Gutters

Years ago, when I first conceptualized the doghouse, I decided just to have a large removable sliding hatch that extend far enough forward that the keel could be raised through the same oversized opening.  This forced several undesirable outcomes.  One is that my hatch doesn't push very far forward when opened. Another is the top of the doghouse had to be made bone straight for the entire length of the hatch and garage.  Finally, the gutters, due to their length, would not have much pitch, and might trap standing water.  I thought about lot's of creative drain solutions, but in the end, decided on a pretty standard approach, and I worked hard on keeping the whole assembly snug enough to inhibit any large influx of wave water.

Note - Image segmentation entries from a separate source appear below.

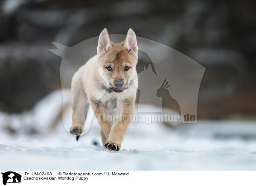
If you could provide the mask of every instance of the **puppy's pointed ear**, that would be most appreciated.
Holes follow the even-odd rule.
[[[98,54],[101,52],[103,52],[105,53],[108,53],[112,45],[111,45],[111,41],[109,39],[109,36],[108,32],[108,30],[105,28],[102,30],[99,38],[99,43],[98,46],[97,47],[97,52]]]
[[[125,40],[124,47],[127,52],[136,56],[138,54],[137,39],[135,32],[131,29],[129,29]]]

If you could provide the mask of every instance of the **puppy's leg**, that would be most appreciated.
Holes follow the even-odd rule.
[[[89,102],[81,87],[72,87],[72,125],[70,133],[79,136],[84,131],[84,124],[89,108]]]
[[[122,111],[122,117],[119,120],[113,125],[109,136],[106,141],[105,146],[109,150],[119,151],[121,148],[121,143],[124,137],[131,119],[134,111],[134,104],[126,104]]]
[[[102,143],[103,145],[104,145],[106,142],[106,141],[107,140],[107,138],[105,136],[105,134],[104,134],[103,131],[102,131],[102,129],[100,129],[100,135],[102,137]]]
[[[111,127],[112,126],[111,123],[109,122],[108,122],[105,121],[106,118],[104,118],[103,114],[105,113],[104,111],[104,109],[102,105],[102,103],[100,101],[95,100],[93,99],[92,97],[89,98],[89,102],[90,104],[91,105],[94,114],[96,116],[99,124],[100,125],[101,130],[103,132],[103,134],[105,134],[105,137],[106,139],[108,138],[109,133],[110,133],[110,130],[111,130]],[[102,132],[101,131],[101,134]],[[102,137],[102,142],[103,141],[103,138]],[[106,140],[105,140],[106,141]],[[103,143],[103,144],[104,144]]]

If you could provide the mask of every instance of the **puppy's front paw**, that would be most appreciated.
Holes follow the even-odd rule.
[[[73,124],[70,129],[70,133],[76,136],[80,135],[84,131],[82,126],[79,124]]]
[[[111,151],[118,151],[120,149],[121,145],[112,140],[107,140],[104,146]]]

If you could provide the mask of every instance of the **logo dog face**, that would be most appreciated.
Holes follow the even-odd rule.
[[[135,33],[128,30],[125,40],[119,44],[110,41],[108,31],[101,33],[97,47],[99,74],[109,88],[121,92],[129,87],[136,72],[138,46]]]

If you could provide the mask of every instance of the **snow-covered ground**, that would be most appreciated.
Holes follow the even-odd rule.
[[[32,115],[44,121],[43,115],[40,117],[35,110],[39,105],[47,105],[47,101],[52,102],[47,99],[34,108],[33,114],[24,113],[15,119]],[[48,105],[48,110],[57,105]],[[1,123],[6,118],[1,114]],[[78,142],[63,125],[49,134],[29,135],[20,132],[11,135],[1,130],[0,169],[256,170],[255,124],[200,121],[196,124],[182,124],[174,130],[159,123],[132,122],[121,149],[116,152],[102,147],[100,128],[95,120]],[[16,125],[23,131],[18,123]],[[95,142],[98,145],[93,145]]]

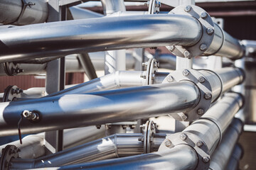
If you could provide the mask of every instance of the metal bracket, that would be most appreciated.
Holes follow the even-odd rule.
[[[14,64],[14,62],[4,62],[4,72],[8,76],[15,76],[23,72],[23,69],[20,69],[19,64]]]
[[[200,40],[194,45],[166,46],[172,53],[178,57],[191,58],[202,55],[210,45],[214,36],[214,23],[210,15],[203,8],[193,5],[182,5],[171,10],[169,14],[181,14],[193,16],[201,23],[203,33]]]
[[[201,117],[210,108],[212,101],[211,86],[207,79],[199,72],[194,69],[174,71],[164,79],[163,83],[182,81],[191,81],[198,86],[200,91],[200,101],[195,108],[188,112],[169,115],[179,121],[193,121]]]
[[[6,89],[4,89],[3,102],[12,101],[17,98],[21,98],[21,93],[23,93],[23,90],[16,86],[8,86]]]
[[[160,11],[161,2],[157,0],[150,0],[148,1],[149,4],[149,14],[159,13]]]
[[[152,140],[154,134],[156,134],[156,124],[153,120],[147,120],[141,126],[143,128],[143,139],[140,140],[144,142],[143,150],[144,154],[152,152]]]
[[[21,150],[14,145],[7,145],[2,149],[0,160],[0,170],[9,169],[10,161],[12,158],[18,158],[18,152]]]
[[[191,132],[178,132],[171,135],[161,144],[159,151],[166,150],[178,144],[186,144],[197,152],[198,164],[196,169],[208,169],[210,166],[210,152],[205,142],[197,135]]]
[[[153,84],[155,73],[159,67],[159,62],[156,59],[149,59],[147,62],[142,63],[142,66],[146,66],[146,71],[143,72],[141,77],[146,79],[146,85]]]

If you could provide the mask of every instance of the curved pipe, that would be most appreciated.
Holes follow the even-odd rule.
[[[46,0],[29,0],[31,6],[22,0],[1,0],[0,3],[0,23],[12,25],[28,25],[43,23],[48,15]]]
[[[189,46],[201,35],[198,20],[179,15],[102,17],[14,27],[0,33],[0,62],[81,52]]]
[[[220,142],[223,132],[230,124],[242,103],[242,98],[240,94],[228,94],[201,119],[193,122],[183,132],[198,135],[206,143],[211,154]]]
[[[237,60],[245,55],[245,47],[238,40],[233,38],[216,23],[214,23],[214,37],[205,55],[218,55]]]
[[[37,123],[23,119],[24,134],[179,113],[195,107],[198,96],[197,86],[186,81],[1,103],[0,136],[18,133],[25,110],[40,118]]]
[[[234,127],[235,126],[235,127]],[[210,170],[223,170],[226,168],[233,148],[238,142],[242,132],[242,123],[238,119],[235,119],[227,129],[220,145],[215,150],[210,164]],[[239,159],[238,159],[239,160]]]
[[[186,161],[182,161],[186,157]],[[138,156],[68,165],[44,169],[195,169],[198,162],[193,149],[187,145],[176,146],[167,152],[157,152]]]

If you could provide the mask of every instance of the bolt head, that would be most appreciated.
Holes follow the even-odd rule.
[[[204,79],[203,76],[200,76],[198,78],[198,81],[201,82],[201,83],[203,83],[205,81],[206,81],[206,79]]]
[[[187,137],[188,137],[188,136],[187,136],[187,135],[186,135],[185,133],[181,133],[181,134],[180,135],[180,138],[181,138],[181,140],[186,140]]]
[[[171,52],[174,51],[174,49],[175,49],[174,45],[171,45],[171,46],[169,46],[169,50]]]
[[[203,157],[203,162],[204,163],[208,163],[208,162],[209,162],[209,161],[210,161],[210,158],[208,158],[208,157]]]
[[[206,100],[210,100],[210,99],[212,98],[212,95],[211,95],[211,94],[210,94],[210,93],[206,93],[206,94],[205,94],[205,95],[204,95],[204,98],[205,98]]]
[[[204,113],[204,110],[203,108],[198,108],[197,110],[197,113],[198,115],[203,115]]]
[[[200,50],[201,50],[201,51],[205,51],[205,50],[207,50],[207,48],[208,48],[208,47],[207,47],[207,45],[206,45],[206,44],[201,44],[201,45],[200,45]]]
[[[192,7],[190,5],[185,6],[184,11],[185,12],[189,12],[191,11]]]
[[[183,76],[187,76],[189,74],[189,71],[188,69],[184,69],[182,72],[182,74],[183,74]]]
[[[198,142],[196,142],[196,146],[198,146],[198,147],[201,147],[203,146],[203,143],[202,141],[199,140]]]
[[[190,58],[190,57],[191,57],[191,53],[190,53],[188,51],[187,51],[187,50],[184,51],[183,55],[184,55],[185,57],[186,57],[186,58]]]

After lots of sketches, my build started with the gutters and the integral garage for the slider.  One of my biggest concerns was matching the arc-shaped top of my doghouse.  I checked the as-built curvature with a deerskin template, and set to work to model my part in Rhino.  Once I had a plan put together, it was a joy to test my skills with a slightly more complicated mold on the new CNC.


Here the new CNC is going to work on a glued stack of MDF.  I started with an approximate shape, but I still filled the dust collector straight away.


From there I moved the mold over for some sanding to reduce tool marks, and added a few coats of West Systems, using the clear 207 hardener.  I used the wet on wet method, re-coating several times when tacky to build up a film gauge to sand against.

For my final coat of resin, as I've become accustomed on MDF molds, I added white pigment.  This can help when you want to gauge how much material you are removing.  The pic below shows the beginning of the layup.  I added some fairly significant layering along the U channel, as in addition to serving as rain gutters, this part is designed to stiffen and strengthen the roof of the doghouse.


After curing, I put the mold back on the router and cut the part directly to final outline.  The trick is to index it in the right spot.  I have some alignment pins on my machine bed that made this straightforward.

I'm pretty excited in this pic, as this is the first dry fit of the part.  I attached it with machine screws to check it all out.  The curvature is a close match to the transverse arc of the roofline.


I had to adjust the front lip of the garage, so I made a trench out of some mylar film and built it up with bog, followed by some carbon to add stiffness.



For a sliders, Paul Bieker suggested I perhaps try with skived PTFE.  You can buy strips of this stuff from McMaster Carr that comes chemically etched on one side to enable bonding with epoxy.  I am somewhat worried that it's too soft to wear well, but it's slippery as hell, and it won't crack and craze like the other white plastic options.

As sanding is easier on the bench, than on the boat, I rolled some 410 on the part and did a initially fairing.

Finally, I glued the part in place.  Some of the #10 screws got pretty saturated in resin, so I got them moving and extracted with the help of an old soldiering iron.